Under incoming president Alex Gild the HFMA would work in partnership with others to create an evidence base that would inform some future scenarios and choices.

Addressing the immediate financial challenge facing the NHS, Mr Orchard said the service had now arrived at the business end of the year – managing winter pressures while delivering on full-year commitments and planning for 2018/19. He urged the profession to ‘keep going’ and to continue supporting each other. The HFMA network was robust and continued to strengthen, with membership increasing by 7% this year.

In the past, the finance network had provided leadership, direction and momentum to enable frontline colleagues to deliver services to patients. It was time to do so once again.

Mr Orchard added: ‘I’m reminded of the famous Barack Obama quote from his 2008 campaign speech when he said let’s not “wait for some other person or some other time.
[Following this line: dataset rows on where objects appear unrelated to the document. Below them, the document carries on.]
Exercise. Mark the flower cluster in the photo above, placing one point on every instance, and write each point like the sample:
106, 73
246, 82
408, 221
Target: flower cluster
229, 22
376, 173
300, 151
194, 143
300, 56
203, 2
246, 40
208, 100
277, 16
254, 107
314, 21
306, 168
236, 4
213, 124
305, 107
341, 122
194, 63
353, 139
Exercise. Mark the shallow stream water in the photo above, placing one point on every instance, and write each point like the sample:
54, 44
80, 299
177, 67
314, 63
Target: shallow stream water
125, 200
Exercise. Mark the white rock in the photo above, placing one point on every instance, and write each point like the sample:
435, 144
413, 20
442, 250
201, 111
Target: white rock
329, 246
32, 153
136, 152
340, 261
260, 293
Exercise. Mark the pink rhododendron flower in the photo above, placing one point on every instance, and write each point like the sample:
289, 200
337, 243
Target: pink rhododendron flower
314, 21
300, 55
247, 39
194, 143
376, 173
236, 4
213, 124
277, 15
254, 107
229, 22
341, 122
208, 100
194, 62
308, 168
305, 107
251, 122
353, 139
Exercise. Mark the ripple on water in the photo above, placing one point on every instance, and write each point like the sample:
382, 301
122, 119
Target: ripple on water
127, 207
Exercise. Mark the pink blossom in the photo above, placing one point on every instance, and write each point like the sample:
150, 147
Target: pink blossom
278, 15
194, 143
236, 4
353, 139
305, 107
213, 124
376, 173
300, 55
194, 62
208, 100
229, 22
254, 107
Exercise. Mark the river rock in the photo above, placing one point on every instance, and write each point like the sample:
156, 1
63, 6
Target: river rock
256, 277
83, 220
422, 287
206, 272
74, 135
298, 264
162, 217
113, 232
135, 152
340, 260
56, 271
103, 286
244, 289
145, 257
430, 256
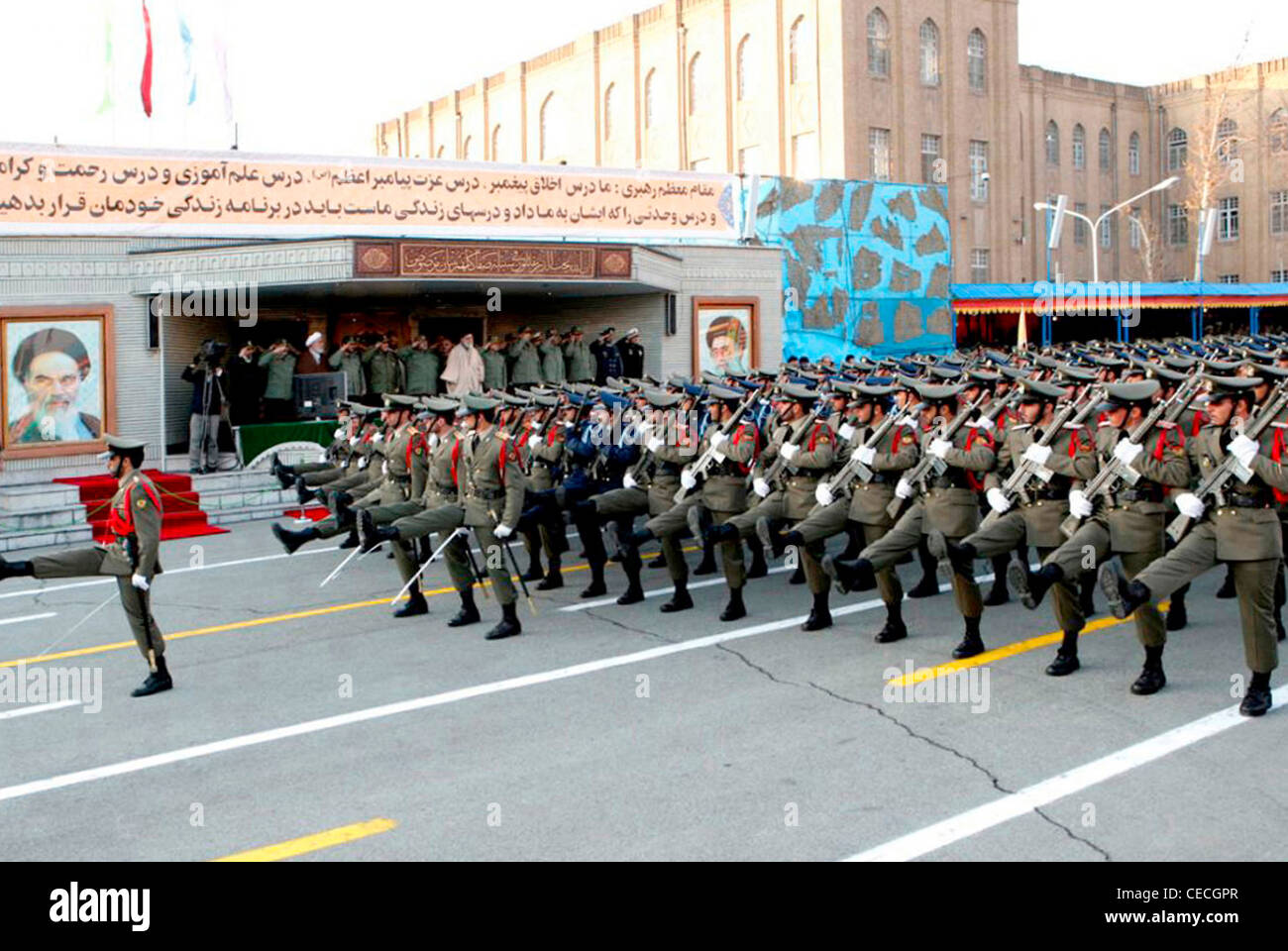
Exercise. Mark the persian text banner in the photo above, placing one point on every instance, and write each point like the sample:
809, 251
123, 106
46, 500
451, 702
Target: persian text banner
110, 192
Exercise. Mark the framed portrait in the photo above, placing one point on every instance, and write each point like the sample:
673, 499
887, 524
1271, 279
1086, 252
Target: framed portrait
725, 334
56, 393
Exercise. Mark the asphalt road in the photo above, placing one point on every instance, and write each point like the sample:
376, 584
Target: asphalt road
312, 722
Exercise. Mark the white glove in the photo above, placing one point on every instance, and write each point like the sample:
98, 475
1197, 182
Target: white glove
1190, 505
1244, 450
1037, 454
864, 454
1080, 504
1126, 451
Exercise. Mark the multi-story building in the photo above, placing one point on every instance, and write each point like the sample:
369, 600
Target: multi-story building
912, 90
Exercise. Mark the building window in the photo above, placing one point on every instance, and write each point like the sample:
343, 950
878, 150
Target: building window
1228, 141
742, 67
979, 170
1228, 221
1279, 213
979, 265
928, 53
1177, 226
977, 60
1052, 144
879, 155
879, 44
794, 51
928, 158
1177, 150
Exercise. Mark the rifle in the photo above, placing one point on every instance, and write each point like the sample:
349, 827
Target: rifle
840, 483
1231, 467
1113, 472
1016, 486
918, 472
698, 468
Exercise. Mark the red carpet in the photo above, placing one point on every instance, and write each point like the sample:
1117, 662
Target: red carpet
181, 515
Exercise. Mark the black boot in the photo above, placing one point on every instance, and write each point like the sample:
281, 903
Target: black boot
1122, 595
292, 540
681, 599
997, 594
469, 613
850, 577
819, 615
734, 609
554, 577
509, 625
156, 682
1256, 701
1031, 586
971, 643
416, 603
894, 626
1067, 658
25, 570
1151, 678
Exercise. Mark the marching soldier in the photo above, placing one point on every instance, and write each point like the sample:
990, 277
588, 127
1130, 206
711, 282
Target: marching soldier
134, 519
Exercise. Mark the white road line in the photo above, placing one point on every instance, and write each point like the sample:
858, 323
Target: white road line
39, 707
267, 736
974, 821
658, 591
29, 617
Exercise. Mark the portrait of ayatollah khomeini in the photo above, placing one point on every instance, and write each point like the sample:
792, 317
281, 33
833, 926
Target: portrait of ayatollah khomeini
52, 367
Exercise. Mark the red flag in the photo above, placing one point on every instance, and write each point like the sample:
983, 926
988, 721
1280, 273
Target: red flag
146, 86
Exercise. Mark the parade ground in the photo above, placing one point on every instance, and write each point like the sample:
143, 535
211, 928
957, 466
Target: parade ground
308, 723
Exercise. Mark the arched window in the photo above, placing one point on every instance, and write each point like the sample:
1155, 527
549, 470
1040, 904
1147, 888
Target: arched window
928, 53
743, 79
1052, 144
977, 60
879, 44
1279, 132
649, 82
695, 84
1177, 150
794, 51
1228, 141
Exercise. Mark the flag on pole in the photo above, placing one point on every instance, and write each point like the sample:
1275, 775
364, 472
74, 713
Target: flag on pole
146, 84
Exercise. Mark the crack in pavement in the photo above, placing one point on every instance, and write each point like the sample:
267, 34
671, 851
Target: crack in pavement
992, 778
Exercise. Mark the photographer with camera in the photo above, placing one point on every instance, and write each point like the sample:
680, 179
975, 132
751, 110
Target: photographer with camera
207, 403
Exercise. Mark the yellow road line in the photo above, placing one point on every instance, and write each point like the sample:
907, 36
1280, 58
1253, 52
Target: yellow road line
1009, 651
312, 843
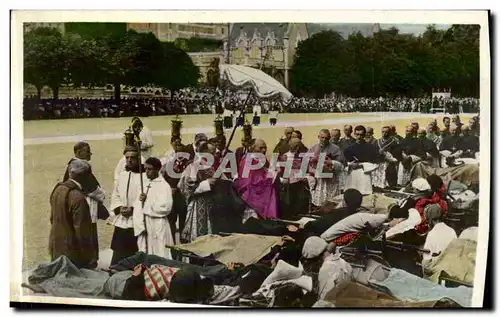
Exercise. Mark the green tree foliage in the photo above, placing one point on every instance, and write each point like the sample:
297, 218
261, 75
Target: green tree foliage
177, 70
213, 73
92, 59
46, 59
389, 63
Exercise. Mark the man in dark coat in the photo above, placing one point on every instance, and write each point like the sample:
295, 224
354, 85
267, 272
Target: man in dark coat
71, 231
282, 147
90, 186
347, 140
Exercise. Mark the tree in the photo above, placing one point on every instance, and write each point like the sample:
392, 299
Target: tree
131, 59
86, 64
177, 70
46, 59
213, 73
319, 64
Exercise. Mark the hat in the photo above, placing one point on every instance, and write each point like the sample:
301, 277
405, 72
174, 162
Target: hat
219, 126
313, 247
247, 131
176, 127
353, 198
421, 184
187, 286
130, 148
432, 213
78, 166
200, 136
435, 181
153, 161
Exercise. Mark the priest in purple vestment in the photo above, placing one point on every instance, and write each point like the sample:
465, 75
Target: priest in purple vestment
255, 186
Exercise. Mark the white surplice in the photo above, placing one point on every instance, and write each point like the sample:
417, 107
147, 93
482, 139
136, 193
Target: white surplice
361, 179
125, 193
147, 144
120, 167
151, 225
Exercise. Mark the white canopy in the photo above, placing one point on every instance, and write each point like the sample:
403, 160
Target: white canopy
263, 85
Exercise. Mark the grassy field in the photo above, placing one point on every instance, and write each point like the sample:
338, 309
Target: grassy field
45, 164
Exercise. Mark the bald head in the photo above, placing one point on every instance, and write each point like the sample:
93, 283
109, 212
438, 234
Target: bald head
324, 137
294, 144
79, 170
348, 130
259, 146
422, 133
335, 135
82, 151
409, 130
288, 132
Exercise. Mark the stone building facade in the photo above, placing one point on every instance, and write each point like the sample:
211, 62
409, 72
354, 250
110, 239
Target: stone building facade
271, 44
172, 31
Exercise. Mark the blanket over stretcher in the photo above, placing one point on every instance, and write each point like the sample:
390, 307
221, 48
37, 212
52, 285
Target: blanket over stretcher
458, 261
238, 248
407, 287
373, 203
61, 278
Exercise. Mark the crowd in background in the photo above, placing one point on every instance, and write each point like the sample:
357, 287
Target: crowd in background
205, 102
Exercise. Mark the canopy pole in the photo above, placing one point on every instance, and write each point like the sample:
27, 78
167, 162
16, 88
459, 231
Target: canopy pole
242, 113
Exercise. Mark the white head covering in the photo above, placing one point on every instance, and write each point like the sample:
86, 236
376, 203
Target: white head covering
313, 247
78, 166
421, 184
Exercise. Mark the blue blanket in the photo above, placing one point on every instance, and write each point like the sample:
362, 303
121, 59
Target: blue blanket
408, 287
61, 278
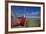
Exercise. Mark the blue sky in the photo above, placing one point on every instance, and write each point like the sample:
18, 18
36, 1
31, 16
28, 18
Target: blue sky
28, 11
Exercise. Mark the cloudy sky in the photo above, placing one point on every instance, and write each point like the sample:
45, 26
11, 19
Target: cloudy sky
26, 10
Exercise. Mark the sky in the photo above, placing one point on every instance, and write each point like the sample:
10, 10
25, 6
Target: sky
26, 10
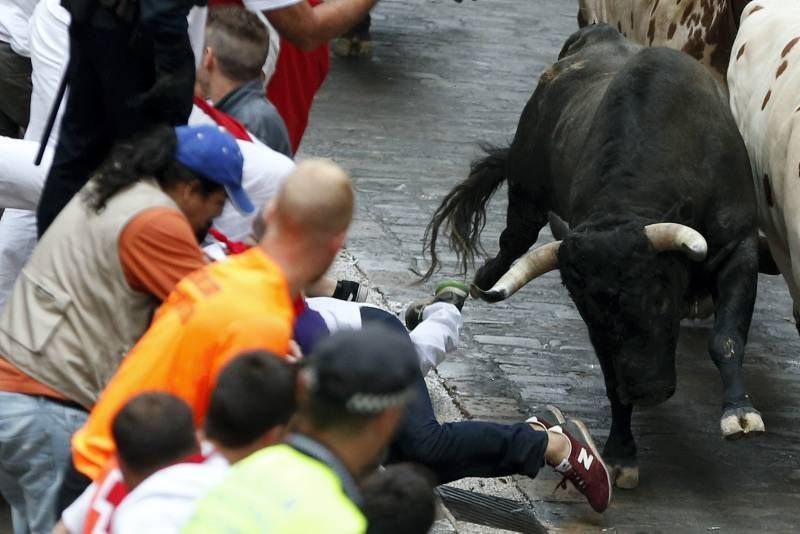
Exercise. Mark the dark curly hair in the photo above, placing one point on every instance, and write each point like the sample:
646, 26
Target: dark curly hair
149, 155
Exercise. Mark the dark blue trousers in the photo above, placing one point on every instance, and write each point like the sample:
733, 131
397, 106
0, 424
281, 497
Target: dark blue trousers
461, 449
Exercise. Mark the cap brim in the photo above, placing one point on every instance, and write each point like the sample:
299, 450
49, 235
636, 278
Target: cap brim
240, 200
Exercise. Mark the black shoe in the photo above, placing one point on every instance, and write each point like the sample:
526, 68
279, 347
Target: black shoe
450, 291
350, 291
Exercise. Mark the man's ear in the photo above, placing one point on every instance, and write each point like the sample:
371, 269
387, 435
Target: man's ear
338, 241
209, 60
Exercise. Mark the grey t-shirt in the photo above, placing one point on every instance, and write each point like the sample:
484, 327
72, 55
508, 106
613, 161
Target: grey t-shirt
250, 106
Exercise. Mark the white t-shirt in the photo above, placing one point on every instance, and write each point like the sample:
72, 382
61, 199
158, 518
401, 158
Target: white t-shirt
14, 17
264, 173
269, 5
338, 314
164, 502
165, 499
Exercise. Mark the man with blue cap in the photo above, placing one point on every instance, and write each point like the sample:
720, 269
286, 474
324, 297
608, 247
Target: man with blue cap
89, 291
351, 394
247, 302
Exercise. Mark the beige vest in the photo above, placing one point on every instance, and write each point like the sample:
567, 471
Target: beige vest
72, 315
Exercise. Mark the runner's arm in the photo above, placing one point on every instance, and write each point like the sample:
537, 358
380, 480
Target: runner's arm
308, 27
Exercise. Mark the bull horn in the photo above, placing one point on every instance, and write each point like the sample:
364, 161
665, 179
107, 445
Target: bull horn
677, 237
535, 263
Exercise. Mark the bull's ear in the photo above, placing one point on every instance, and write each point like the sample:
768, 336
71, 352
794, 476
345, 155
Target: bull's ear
558, 226
681, 212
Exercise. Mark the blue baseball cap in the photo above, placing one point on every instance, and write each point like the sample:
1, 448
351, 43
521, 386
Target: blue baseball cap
213, 153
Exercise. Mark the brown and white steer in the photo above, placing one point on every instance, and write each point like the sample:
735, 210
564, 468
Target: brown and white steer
704, 29
764, 84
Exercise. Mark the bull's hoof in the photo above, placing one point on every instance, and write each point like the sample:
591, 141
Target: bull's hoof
353, 46
737, 423
624, 472
488, 296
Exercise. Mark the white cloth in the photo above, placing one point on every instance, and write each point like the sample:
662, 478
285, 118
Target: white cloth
264, 172
197, 28
269, 5
435, 336
21, 181
14, 17
197, 32
21, 184
160, 504
166, 500
274, 49
49, 45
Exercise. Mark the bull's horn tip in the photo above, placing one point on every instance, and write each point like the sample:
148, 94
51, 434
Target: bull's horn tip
696, 251
493, 295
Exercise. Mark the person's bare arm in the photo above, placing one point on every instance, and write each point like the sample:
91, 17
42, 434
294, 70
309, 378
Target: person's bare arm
308, 27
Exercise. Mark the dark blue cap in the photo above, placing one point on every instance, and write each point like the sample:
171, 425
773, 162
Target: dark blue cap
213, 153
364, 371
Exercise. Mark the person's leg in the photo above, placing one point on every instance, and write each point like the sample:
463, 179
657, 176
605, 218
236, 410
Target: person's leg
15, 91
85, 135
73, 485
14, 497
17, 240
49, 43
466, 448
35, 438
21, 181
437, 334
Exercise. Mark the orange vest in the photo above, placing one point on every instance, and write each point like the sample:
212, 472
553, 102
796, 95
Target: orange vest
211, 316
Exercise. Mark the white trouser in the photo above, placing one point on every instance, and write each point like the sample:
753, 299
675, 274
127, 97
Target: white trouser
20, 187
437, 334
21, 181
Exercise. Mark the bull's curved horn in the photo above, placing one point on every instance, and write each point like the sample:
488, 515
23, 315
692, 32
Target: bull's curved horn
678, 237
535, 263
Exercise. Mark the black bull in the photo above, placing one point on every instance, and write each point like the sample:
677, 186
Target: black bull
619, 140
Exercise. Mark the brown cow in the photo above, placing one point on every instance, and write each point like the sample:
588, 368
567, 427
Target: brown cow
704, 29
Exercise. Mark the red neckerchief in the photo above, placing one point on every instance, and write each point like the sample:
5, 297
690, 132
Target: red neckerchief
237, 130
234, 247
234, 127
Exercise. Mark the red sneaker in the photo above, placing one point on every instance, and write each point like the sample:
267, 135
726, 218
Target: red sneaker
584, 466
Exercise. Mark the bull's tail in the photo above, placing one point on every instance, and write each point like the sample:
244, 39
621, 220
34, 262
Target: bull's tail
463, 210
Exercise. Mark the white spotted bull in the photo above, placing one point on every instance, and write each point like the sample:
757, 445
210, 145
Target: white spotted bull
764, 84
637, 151
704, 29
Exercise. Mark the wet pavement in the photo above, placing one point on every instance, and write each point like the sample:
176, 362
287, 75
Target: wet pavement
444, 77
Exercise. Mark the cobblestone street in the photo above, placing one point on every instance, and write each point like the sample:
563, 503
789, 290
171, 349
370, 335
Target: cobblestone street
444, 77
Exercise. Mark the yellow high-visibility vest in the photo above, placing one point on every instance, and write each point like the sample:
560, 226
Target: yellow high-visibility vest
278, 489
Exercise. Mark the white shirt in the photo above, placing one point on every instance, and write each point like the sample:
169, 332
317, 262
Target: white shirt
264, 172
164, 502
14, 17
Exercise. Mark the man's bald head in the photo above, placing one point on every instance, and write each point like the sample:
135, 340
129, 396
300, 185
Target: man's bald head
316, 200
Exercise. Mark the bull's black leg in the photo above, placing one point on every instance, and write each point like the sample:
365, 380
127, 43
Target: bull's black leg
523, 223
619, 452
734, 296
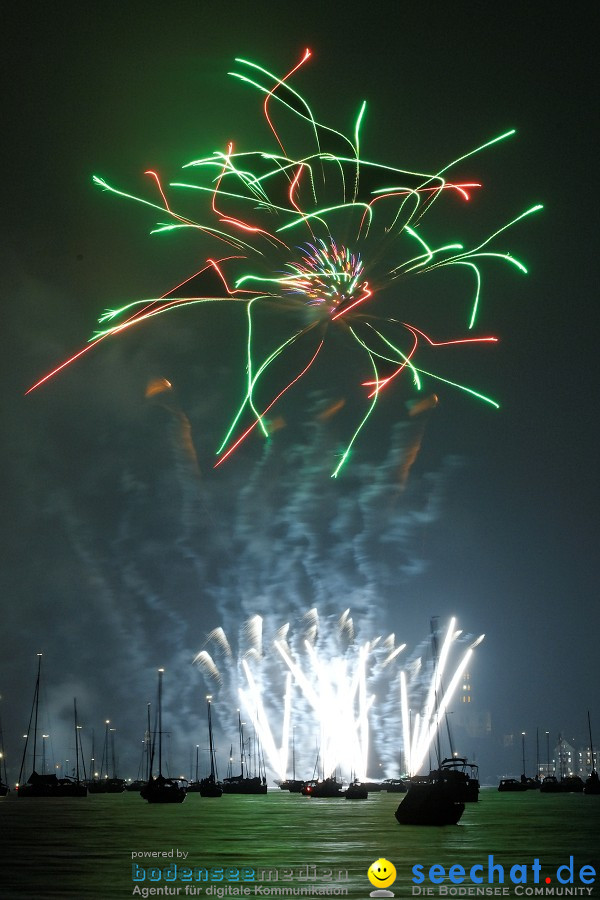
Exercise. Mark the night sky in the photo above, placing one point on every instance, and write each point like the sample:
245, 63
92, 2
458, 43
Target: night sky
122, 547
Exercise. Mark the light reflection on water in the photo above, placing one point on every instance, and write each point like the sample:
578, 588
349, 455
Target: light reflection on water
81, 848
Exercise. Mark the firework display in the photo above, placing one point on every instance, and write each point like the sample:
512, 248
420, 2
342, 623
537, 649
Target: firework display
321, 241
318, 681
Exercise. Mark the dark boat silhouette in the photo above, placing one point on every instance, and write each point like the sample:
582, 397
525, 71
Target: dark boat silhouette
4, 786
105, 784
160, 789
430, 801
572, 784
328, 787
394, 786
48, 784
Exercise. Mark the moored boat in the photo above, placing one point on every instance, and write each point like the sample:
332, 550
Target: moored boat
244, 783
592, 782
211, 786
430, 801
160, 789
356, 790
512, 785
47, 784
328, 787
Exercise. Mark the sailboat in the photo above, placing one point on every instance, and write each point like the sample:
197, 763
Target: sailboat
46, 785
322, 787
139, 782
244, 783
161, 789
293, 785
106, 785
4, 787
592, 782
211, 786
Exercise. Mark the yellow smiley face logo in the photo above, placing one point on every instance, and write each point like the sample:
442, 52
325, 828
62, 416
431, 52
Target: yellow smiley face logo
381, 873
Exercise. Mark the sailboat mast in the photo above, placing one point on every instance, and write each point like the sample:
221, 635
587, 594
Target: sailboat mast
160, 675
148, 745
241, 734
76, 739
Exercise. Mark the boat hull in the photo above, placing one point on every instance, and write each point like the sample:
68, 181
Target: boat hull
429, 803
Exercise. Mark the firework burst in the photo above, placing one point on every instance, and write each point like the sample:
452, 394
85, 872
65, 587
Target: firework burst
324, 235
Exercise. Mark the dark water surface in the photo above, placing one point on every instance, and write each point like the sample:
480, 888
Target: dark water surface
82, 848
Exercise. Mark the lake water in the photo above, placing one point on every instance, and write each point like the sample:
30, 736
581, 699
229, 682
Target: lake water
82, 848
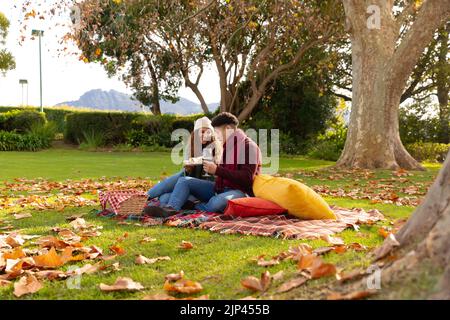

We are the ones we've been waiting for”. We are the ones. There is no one else – no army of accountants or alternative group of finance leaders with a better plan nor greater experience than we have in this room today.’

BBC political editor Laura Kuenssberg (pictured) told the conference not to expect any big, politically driven changes in the NHS in the short-term.Laura 293170
She said the government was focused on the exit from the European Union and the ‘political bandwidth’ was not available. She added: ‘Behind closed doors, politicians will say the current model is not sustainable. But where as a country do we want to be – to spend more and pay more tax? There are others who say we should do something more radical and have an honest conversation as a country about what people should get from the NHS. But politicians are so terrified of the public reaction that, for now, they just won’t do it.’

A government would need a big majority or cross-party agreement before it would open such a debate, she said.